Steht das Kind unter Nicht gesehen, ist die Nachricht in der Eltern-App vorhanden. Dann fehlt nicht die Nachricht, sondern der Hinweis darauf.

So wird geprüft: Die Nachricht im Postfach öffnen und im Menü Benachrichtigt wählen. Das Fenster Benachrichtigungen zeigt zwei Ansichten: Eltern App mit den verschickten Push-Benachrichtigungen samt Zeitpunkt und der Zahl der erreichten Geräte, und E-Mail mit den verschickten E-Mail-Benachrichtigungen.
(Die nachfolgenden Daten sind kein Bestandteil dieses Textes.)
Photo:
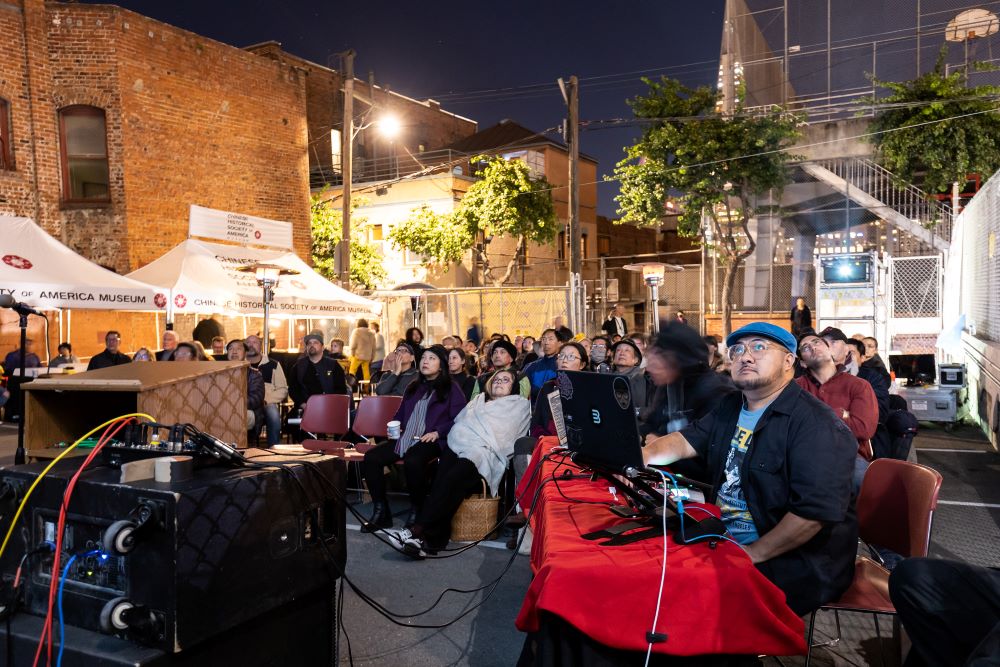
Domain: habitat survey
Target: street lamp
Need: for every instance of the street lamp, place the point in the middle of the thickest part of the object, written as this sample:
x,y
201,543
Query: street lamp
x,y
267,277
652,275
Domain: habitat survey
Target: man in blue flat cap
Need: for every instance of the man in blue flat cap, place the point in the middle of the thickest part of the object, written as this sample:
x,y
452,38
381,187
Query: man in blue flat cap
x,y
781,464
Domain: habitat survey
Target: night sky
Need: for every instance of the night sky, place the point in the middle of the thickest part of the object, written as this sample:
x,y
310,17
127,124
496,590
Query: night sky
x,y
452,51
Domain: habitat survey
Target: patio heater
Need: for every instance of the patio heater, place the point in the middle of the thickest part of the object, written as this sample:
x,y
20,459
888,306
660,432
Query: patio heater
x,y
652,275
267,277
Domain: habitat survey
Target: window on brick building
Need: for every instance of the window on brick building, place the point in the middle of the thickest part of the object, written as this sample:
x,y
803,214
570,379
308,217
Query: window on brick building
x,y
83,140
6,151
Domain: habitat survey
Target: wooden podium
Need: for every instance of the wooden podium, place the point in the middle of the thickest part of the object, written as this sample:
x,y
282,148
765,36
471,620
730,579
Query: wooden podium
x,y
211,395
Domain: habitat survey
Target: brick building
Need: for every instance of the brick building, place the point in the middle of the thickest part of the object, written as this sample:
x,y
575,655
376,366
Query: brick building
x,y
115,123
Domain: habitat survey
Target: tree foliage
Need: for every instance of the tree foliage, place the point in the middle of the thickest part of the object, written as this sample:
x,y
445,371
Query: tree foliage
x,y
506,201
916,138
327,223
722,166
440,238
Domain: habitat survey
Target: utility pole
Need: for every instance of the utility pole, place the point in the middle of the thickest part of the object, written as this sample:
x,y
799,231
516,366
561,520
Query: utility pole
x,y
571,95
347,168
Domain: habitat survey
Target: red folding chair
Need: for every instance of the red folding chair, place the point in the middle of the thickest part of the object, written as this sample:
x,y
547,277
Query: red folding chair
x,y
326,415
895,510
374,412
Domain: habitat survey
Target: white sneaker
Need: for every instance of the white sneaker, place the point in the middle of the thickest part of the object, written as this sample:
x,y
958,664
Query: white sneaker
x,y
526,540
399,535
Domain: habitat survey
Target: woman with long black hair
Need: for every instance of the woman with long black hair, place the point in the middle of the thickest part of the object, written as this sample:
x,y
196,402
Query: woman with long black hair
x,y
426,414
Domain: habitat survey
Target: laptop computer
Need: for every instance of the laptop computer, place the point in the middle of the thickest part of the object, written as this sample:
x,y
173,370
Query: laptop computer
x,y
600,419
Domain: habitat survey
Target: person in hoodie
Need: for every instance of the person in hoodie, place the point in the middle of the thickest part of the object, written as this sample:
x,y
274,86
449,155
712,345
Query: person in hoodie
x,y
627,361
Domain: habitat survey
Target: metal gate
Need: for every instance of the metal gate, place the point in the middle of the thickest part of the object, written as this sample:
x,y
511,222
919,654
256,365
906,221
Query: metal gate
x,y
915,299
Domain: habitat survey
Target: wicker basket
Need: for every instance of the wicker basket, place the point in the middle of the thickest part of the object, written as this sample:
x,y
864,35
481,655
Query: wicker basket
x,y
476,517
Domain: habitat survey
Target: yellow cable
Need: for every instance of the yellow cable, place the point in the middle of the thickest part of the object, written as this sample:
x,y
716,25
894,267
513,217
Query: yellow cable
x,y
17,515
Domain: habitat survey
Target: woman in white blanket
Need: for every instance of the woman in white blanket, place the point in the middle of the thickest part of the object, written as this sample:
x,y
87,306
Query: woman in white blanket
x,y
479,445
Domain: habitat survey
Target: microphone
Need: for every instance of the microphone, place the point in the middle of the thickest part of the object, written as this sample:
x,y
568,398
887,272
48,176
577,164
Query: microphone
x,y
7,301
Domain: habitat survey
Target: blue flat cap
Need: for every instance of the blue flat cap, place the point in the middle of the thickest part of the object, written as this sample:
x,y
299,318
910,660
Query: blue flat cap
x,y
765,330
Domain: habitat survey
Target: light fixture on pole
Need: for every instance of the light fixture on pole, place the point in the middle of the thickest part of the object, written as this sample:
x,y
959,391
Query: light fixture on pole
x,y
267,277
652,275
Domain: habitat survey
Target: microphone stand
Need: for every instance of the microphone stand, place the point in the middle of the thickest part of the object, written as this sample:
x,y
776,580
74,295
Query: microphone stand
x,y
20,457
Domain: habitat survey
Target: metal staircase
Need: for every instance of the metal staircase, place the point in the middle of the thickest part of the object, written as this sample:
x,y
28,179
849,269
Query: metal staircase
x,y
906,207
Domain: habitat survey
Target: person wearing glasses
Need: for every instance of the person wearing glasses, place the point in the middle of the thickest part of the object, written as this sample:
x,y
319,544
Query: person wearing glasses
x,y
781,463
479,443
111,355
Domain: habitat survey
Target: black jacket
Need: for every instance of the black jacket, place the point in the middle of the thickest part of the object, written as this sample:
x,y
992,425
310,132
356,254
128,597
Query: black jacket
x,y
800,460
106,360
328,372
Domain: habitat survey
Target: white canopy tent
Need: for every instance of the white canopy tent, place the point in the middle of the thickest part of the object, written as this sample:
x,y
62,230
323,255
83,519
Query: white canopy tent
x,y
202,277
40,271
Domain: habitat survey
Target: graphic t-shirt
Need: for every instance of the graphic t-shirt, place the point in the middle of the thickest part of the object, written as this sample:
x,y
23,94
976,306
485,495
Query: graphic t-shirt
x,y
731,498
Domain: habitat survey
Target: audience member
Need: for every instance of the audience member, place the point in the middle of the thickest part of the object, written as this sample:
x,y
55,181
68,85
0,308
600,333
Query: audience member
x,y
415,337
236,350
479,443
315,373
398,371
600,360
686,388
110,356
627,361
615,323
275,388
64,357
208,329
219,350
800,318
362,344
951,612
456,368
851,398
426,415
501,359
169,342
526,352
780,462
543,369
186,351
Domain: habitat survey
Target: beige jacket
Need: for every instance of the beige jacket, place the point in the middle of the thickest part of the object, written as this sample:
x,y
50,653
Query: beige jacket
x,y
362,344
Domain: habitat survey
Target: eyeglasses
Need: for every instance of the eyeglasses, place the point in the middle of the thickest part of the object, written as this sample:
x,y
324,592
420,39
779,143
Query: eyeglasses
x,y
756,348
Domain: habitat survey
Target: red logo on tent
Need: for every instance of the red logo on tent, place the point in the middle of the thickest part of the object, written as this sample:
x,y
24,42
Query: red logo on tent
x,y
17,262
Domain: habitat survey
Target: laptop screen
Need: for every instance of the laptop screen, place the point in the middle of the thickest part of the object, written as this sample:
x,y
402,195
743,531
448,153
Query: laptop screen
x,y
599,419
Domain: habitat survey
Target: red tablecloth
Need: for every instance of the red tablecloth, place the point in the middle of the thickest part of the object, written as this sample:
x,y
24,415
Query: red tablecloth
x,y
714,600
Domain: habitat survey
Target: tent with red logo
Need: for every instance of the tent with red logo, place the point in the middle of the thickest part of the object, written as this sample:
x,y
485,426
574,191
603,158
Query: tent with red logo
x,y
202,277
38,270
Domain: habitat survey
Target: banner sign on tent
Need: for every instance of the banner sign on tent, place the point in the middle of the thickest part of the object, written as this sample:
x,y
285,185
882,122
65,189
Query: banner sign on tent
x,y
239,228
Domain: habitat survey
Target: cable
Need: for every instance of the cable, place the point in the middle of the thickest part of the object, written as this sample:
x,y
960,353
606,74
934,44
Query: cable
x,y
31,489
46,637
62,584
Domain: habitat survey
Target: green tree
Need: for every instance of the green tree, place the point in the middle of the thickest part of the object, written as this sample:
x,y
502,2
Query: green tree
x,y
506,202
916,138
327,223
724,167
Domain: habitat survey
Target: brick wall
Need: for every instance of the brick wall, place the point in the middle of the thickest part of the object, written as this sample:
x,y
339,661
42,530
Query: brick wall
x,y
189,120
424,123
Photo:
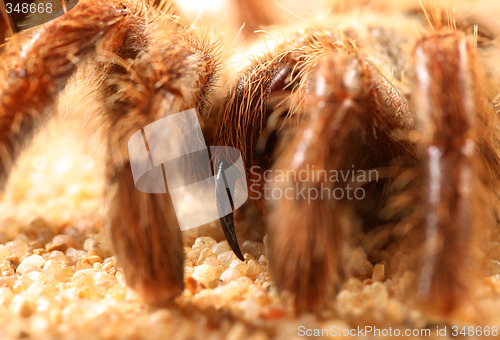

So wird es repariert: Die Fehlersuche am Gerät steht vollständig im Artikel Push-Benachrichtigungen kommen nicht an? und wird hier nicht wiederholt. Als Ersatzweg lässt sich im Kita-Konto je Zugang der Haken Benachrichtigung zu Neuigkeit, Termin oder Nachricht auch als E-Mail verschicken. setzen: Familienansicht, Abschnitt APP BENUTZER, Zugang über das Stift-Symbol öffnen. Der Haken steht nur bei bereits aktivierten Zugängen zur Verfügung.

Wenn nichts davon passt

An den Support mitschicken:

  • Name der Einrichtung, Name des Kindes und Name der Familie.
  • Betreff und Versandzeitpunkt der Nachricht sowie die Angabe, ob sie an eine Gruppe oder an einzelne Kinder ging.
  • Das Ergebnis der Eingangsprüfung: Steht das Kind in Nachrichten Details unter Gesehen, unter Nicht gesehen oder in keiner der beiden Listen?
  • Ein Bildschirmfoto des Abschnitts APP BENUTZER der Familie (mit der Zeile sieht nur beziehungsweise erreicht derzeit kein Kind, falls vorhanden).
  • Aus der Maske Kinderliste - Gruppenzuordnung: die Hauptgruppe des Kindes und ob es unter Aktive Kinder oder Inaktive Kinder steht.
  • Der Wert aus Inhalte sichtbar ab und, falls Geschwister betroffen oder nicht betroffen sind, deren Werte zum Vergleich.

Hinweise

  • Ein Kind, das erst nach dem Verschicken in die Gruppe kommt, bekommt die Nachricht nicht nachträglich. Das gilt auch, wenn die Reparatur wenige Minuten später erfolgt.
  • Bei einer zeitversetzt geplanten Nachricht wird der Empfängerkreis erst zum Auslieferzeitpunkt aufgelöst. Eine Gruppenzuordnung, die bis dahin nachgetragen wird, wirkt also noch.
  • Kurzmitteilungen folgen eigenen Regeln: Das Feld Inhalte sichtbar ab hält sie nicht zurück.
  • Wer die Nachricht im Postfach mit der Überschrift Kein Empfänger sieht, hat sie ohne Empfänger gespeichert; sie wurde nie verschickt.
  • Die Angaben unter Gesehen und Nicht gesehen sind personenbezogen und gehören nur in die Bearbeitung des jeweiligen Vorgangs.